Halal King's chicken mendi is one of the many surprisingly homey Yemeni dishes customers can find at a gas station convenience store in Richmond. (Luke Tsai/KQED)

The Kwik Serv on Carlson Boulevard in Richmond isn’t likely to make any local guidebooks, unless they’re curating for niche interests like “Inexpensive Gas Just off the Freeway” or “Bitcoin ATM Access.”

Lately, however, the gas station convenience store has drawn visitors for something a bit more unexpected: Halal King Kitchen, a takeout window that serves some of the Bay Area’s tastiest Yemeni food.

One could make the case that this scrappy intersection marks the apex of fine gas station and liquor store cuisine. Just across the street, amid shelves lined with Hot Cheetos and six-packs of Modelo Especial, the Carlson Food Market houses a combination taqueria and Krispy Krunchy Chicken (i.e., the people’s choice for gas station fried chicken). Then, last spring, Halal King opened inside the Kwik Serv and began hawking even rarer delicacies — saucy, aromatic stews infused with fenugreek; a full Yemeni breakfast menu; and the crowd favorite, chicken mendi, one of the most sublime versions of takeout chicken and rice I’ve had in the Bay.

The facade of a gas station convenience store, with a big sign for "Halal King Kitchen."
Halal King has been inspiring gas station customers to do a double-take since it opened in the spring of 2023. (Luke Tsai/KQED)

The restaurant is a joint effort between owner Ali Mused and his uncle, Hamdan Mousa, who is the head chef.
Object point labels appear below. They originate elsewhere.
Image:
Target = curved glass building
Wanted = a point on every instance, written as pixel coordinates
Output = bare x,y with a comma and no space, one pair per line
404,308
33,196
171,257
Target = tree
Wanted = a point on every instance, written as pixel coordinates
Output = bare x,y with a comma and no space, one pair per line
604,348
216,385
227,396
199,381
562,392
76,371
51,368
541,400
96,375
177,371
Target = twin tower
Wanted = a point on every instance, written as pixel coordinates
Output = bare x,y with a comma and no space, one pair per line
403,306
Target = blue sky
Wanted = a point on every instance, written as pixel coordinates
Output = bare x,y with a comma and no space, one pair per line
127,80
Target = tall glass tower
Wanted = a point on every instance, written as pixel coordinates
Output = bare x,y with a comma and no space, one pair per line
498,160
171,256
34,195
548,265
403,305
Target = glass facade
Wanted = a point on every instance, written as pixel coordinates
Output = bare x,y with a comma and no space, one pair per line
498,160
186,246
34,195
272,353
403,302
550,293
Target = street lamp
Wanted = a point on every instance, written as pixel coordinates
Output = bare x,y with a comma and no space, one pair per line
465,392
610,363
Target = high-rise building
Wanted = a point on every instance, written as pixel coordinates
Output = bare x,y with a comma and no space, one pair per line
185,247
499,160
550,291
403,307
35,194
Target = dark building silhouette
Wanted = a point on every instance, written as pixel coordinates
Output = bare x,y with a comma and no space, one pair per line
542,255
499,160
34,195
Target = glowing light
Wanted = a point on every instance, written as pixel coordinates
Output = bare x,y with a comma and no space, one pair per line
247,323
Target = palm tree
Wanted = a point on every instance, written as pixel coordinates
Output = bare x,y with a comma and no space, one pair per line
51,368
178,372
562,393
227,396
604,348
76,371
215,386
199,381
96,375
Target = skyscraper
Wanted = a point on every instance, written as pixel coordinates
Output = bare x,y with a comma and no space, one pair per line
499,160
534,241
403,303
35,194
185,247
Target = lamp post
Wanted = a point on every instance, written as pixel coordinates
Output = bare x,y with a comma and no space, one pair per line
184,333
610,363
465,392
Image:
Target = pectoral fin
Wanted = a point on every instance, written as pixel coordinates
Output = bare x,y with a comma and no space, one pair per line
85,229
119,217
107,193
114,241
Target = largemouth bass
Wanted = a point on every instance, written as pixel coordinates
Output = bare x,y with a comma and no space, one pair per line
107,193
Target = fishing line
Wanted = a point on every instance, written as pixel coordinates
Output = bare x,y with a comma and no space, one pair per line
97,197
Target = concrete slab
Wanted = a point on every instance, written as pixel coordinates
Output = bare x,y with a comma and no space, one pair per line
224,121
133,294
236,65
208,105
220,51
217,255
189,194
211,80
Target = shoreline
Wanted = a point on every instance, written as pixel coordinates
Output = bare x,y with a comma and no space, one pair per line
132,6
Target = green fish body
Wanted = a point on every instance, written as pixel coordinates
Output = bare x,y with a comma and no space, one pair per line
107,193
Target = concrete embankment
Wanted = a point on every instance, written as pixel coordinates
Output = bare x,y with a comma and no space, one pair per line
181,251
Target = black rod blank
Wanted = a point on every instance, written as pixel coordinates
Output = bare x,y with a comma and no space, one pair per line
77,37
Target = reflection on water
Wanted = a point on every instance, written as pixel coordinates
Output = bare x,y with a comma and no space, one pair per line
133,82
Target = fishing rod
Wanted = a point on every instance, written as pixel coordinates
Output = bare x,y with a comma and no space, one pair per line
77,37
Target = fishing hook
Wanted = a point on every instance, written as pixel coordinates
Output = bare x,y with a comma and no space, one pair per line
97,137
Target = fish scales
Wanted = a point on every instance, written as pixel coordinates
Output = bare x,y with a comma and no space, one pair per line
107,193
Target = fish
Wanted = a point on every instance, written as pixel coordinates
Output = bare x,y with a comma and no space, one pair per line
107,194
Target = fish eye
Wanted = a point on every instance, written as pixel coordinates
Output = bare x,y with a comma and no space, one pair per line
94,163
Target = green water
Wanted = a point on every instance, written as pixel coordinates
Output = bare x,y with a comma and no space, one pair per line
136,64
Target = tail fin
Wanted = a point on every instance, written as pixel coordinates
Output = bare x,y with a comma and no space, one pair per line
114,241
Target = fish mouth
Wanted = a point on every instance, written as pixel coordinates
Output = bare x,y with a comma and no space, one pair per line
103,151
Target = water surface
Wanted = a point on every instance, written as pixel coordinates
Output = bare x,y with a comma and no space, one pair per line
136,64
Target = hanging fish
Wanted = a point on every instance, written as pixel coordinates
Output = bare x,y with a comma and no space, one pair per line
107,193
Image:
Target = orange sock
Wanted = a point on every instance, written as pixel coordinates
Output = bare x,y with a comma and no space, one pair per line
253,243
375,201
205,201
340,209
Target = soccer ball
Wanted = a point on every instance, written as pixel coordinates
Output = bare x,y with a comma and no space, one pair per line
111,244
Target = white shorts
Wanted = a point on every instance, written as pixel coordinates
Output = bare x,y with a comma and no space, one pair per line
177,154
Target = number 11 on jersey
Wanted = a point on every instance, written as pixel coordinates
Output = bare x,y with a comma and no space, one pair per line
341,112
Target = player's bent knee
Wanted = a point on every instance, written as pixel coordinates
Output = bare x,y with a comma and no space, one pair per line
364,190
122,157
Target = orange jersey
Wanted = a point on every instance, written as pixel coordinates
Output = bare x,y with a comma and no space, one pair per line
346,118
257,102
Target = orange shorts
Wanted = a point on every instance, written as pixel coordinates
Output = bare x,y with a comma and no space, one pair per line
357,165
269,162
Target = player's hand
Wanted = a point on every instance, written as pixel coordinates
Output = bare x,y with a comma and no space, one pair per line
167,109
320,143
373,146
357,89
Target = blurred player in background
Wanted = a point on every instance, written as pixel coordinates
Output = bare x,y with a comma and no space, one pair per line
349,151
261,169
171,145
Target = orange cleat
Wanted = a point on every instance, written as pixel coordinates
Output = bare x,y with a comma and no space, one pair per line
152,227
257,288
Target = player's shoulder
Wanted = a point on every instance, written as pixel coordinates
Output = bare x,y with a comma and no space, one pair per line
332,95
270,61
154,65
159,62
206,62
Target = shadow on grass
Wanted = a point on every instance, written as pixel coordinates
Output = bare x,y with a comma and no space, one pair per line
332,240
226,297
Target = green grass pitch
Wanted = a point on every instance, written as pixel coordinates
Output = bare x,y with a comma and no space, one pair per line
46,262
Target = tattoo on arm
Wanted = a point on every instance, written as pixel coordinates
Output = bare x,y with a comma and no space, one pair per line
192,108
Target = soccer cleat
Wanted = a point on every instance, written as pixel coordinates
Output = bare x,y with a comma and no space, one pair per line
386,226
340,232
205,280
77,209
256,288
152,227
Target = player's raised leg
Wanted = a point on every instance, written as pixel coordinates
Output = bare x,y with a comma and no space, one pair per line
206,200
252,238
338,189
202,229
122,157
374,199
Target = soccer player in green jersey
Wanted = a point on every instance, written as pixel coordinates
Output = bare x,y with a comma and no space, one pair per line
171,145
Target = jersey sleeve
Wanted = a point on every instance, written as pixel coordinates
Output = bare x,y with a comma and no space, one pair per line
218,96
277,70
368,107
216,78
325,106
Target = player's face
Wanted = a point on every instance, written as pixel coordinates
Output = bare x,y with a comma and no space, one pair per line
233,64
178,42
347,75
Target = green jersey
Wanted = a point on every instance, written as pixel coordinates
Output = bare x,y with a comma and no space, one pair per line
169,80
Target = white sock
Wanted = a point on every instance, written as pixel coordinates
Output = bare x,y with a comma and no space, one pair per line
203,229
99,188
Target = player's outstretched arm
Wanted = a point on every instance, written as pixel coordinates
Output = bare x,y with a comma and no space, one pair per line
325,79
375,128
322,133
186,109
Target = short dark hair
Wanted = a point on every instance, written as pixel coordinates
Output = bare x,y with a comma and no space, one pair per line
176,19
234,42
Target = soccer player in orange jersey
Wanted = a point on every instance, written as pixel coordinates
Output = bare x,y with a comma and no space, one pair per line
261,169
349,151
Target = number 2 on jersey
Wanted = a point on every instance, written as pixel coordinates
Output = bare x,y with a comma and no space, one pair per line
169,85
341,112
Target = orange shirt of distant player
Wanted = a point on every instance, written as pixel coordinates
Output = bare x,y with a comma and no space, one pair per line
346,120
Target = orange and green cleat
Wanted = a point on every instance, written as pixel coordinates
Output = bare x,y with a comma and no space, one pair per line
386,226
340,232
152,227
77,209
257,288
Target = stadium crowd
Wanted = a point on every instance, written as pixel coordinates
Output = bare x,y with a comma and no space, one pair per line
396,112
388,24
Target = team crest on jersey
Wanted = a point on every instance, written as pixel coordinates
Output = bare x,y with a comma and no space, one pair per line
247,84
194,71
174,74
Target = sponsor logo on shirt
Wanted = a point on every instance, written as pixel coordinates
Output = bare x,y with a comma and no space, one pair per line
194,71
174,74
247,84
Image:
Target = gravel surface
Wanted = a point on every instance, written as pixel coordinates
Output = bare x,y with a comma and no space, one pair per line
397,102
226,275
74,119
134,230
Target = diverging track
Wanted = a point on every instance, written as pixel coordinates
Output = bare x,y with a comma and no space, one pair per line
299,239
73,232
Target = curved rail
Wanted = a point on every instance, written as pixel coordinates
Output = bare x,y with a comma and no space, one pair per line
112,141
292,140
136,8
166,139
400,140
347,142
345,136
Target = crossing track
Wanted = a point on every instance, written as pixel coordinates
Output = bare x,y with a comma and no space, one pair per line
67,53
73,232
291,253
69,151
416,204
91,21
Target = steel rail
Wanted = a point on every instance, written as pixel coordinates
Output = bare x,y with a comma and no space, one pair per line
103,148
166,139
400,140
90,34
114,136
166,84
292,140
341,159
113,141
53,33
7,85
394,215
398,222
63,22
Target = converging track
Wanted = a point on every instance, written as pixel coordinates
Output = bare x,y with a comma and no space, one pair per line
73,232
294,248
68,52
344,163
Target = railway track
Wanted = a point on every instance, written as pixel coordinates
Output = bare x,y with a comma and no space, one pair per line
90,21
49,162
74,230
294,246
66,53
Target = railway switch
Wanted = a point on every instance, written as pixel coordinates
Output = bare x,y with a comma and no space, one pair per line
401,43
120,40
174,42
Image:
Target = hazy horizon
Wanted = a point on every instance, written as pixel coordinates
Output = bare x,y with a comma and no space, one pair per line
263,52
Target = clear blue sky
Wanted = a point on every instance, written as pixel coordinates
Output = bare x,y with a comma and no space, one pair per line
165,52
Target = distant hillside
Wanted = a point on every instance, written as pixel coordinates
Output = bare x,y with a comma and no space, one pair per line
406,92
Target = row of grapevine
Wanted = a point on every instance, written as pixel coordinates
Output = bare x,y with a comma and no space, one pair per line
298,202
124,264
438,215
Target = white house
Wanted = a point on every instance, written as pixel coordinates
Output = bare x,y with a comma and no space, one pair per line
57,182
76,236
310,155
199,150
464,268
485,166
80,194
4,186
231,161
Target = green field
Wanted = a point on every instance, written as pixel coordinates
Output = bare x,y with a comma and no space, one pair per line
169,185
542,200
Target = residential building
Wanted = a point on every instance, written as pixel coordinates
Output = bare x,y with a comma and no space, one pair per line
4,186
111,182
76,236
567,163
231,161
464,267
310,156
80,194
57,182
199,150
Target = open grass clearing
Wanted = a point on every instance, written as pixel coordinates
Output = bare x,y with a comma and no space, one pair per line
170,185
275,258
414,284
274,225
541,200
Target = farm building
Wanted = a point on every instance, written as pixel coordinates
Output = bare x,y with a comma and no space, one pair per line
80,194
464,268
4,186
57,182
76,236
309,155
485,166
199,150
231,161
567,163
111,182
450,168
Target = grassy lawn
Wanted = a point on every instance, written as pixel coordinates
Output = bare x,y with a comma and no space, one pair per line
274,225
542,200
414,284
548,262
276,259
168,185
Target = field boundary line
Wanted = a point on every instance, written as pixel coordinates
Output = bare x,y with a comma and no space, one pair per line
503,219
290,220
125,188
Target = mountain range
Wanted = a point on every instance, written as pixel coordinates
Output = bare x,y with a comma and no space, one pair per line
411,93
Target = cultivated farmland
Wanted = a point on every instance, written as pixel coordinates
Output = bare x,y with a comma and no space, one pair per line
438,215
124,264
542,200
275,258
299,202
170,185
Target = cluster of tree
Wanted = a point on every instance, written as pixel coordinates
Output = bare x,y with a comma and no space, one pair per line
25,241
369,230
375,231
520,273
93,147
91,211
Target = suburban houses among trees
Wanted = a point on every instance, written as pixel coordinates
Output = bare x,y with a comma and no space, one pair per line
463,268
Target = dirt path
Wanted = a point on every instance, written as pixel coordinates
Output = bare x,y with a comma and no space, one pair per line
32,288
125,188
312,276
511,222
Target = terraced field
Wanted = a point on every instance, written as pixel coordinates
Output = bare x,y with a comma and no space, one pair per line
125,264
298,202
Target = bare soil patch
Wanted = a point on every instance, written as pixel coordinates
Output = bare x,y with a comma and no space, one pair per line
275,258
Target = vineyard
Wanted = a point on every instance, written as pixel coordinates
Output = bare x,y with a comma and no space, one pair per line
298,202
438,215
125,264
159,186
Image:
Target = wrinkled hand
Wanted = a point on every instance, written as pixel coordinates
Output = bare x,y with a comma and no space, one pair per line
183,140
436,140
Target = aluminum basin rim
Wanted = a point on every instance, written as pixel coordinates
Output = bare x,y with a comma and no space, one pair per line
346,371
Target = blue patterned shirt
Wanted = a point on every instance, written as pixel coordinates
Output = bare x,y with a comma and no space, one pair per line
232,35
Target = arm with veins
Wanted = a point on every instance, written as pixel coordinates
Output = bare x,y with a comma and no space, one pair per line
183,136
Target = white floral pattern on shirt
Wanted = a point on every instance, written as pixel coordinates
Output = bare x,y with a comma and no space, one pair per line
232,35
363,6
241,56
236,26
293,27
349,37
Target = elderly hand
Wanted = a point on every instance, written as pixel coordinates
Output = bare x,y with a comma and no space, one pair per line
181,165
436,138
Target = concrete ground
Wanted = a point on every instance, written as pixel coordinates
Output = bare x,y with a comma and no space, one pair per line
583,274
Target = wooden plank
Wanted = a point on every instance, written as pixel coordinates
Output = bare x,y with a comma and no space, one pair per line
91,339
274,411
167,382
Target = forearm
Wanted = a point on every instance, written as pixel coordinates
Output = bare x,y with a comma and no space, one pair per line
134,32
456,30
After immigrating from Yemen to Oakland eight years ago, Mousa cut his teeth cooking at Yemen Kitchen, a staple in San Francisco’s Tenderloin District. Last year, Mousa’s friend, the owner of the Kwik Serv, asked if he’d like to take over the convenience store kitchen. Mused came on to run the business side of things, and before long, the big “Halal King” sign on the store’s facade — and the tantalizing smell of cumin and roast chicken — started causing gas station customers to do a double-take as they pulled up to the pumps.

Yemeni food shares a number of dishes in common with other Arabic cuisines, and some of our region’s best-loved halal markets and shawarma-and-kebab shops have Yemeni roots, even if they don’t advertise themselves as such. What sets Halal King apart from the crowd is its focus on the cuisine’s homier, more distinct dishes. As Mused puts it, “Every Yemeni dish is home food. You’ll never leave the restaurant without feeling full.”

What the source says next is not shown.